We’re setting up the GCP pipeline with the following components:
- GCP collector
- FS-2 enrich
- Streamloader
- Biquery mutator
- Biquery repeater
We’ve got everything running, and the events are being passed through enrich, however they aren’t getting processed by the loader.
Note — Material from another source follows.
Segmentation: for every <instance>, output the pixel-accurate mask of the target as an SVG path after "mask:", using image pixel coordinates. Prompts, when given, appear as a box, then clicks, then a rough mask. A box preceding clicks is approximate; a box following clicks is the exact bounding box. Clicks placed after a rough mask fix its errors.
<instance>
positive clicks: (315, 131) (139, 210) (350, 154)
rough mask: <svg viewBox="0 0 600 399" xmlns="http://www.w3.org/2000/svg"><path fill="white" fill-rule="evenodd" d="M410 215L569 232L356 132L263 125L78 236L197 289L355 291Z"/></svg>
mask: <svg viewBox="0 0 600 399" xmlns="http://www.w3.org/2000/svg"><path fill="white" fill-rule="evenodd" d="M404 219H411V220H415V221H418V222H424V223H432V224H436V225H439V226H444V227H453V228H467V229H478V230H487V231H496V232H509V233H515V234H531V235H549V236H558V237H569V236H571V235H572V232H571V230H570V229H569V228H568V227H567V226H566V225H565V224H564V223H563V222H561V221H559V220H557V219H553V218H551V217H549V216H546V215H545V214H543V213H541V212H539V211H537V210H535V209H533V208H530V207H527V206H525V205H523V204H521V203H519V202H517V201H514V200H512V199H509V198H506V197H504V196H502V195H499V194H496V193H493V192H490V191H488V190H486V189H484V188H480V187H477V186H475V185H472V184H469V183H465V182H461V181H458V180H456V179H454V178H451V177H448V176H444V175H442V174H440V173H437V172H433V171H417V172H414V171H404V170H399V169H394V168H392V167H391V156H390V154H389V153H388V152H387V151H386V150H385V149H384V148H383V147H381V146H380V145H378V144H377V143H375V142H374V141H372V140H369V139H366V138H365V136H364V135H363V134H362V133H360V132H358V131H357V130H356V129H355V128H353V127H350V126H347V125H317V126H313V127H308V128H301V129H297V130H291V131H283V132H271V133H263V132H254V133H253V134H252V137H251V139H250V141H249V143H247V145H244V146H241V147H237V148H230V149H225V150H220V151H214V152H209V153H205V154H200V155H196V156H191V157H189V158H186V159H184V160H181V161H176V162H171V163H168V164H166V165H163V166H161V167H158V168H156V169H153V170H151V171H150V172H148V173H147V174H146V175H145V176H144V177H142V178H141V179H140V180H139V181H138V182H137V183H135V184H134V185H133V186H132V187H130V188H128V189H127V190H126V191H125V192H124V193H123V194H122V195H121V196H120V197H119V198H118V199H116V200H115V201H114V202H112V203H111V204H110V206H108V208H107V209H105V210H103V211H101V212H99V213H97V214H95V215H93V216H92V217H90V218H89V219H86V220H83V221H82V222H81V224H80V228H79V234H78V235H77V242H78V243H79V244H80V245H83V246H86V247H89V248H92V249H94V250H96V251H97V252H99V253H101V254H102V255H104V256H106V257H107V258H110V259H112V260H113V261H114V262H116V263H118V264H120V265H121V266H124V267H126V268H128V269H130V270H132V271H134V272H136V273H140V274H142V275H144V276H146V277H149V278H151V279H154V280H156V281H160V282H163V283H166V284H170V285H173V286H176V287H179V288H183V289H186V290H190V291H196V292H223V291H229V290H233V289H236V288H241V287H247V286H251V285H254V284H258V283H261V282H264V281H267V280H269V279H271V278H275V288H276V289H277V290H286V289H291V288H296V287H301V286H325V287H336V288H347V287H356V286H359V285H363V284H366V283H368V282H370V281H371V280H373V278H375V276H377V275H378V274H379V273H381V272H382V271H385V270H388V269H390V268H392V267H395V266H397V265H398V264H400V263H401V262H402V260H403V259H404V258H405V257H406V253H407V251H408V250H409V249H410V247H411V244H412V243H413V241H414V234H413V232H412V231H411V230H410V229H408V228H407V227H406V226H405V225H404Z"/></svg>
When we check the pubsub logs, the following error appears in loader bad rows pubsub:
{"schema":"iglu:com.snowplowanalytics.snowplow.badrows/loader_parsing_error/jsonschema/2-0-0","data":{"processor":{"artifact":"snowplow-bigquery-streamloader","version":"0.6.1"},"failure":{"type":"NotTSV"},
The enricher config is:
# "Gcp" is the only valid option now
auth = {
type = "Gcp"
}
# Collector input
input = {
type = "PubSub"
subscription = "projects/dh-event-pipe/subscriptions/enricher_in"
}
# Enriched events output
good = {
type = "PubSub"
topic = "projects/dh-event-pipe/topics/enricher_good"
}
# Bad rows output
bad = {
type = "PubSub"
topic = "projects/dh-event-pipe/topics/enricher_bad"
}
assetsUpdatePeriod = "7 days"
metricsReportPeriod = "1 second"
The loader config is:
{
"schema": "iglu:com.snowplowanalytics.snowplow.storage/bigquery_config/jsonschema/1-0-0",
"data": {
"name": "GCP BigQuery test",
"id": "4c09e258-1ca7-41cc-9c09-700b0a0910ed",
"projectId": "dh-event-pipe",
"datasetId": "atomic",
"tableId": "events",
"input": "enricher_in",
"typesTopic": "event_types",
"typesSubscription": "mutator_in",
"badRows": "loader_bad",
"failedInserts": "loader_retry",
"load": {
"mode": "FILE_LOADS",
"frequence": 1800,
"frequency": 1800
},
"purpose": "ENRICHED_EVENTS"
}
}
I’m guessing we’ve got a config option wrong somewhere, any idea what could be causing this?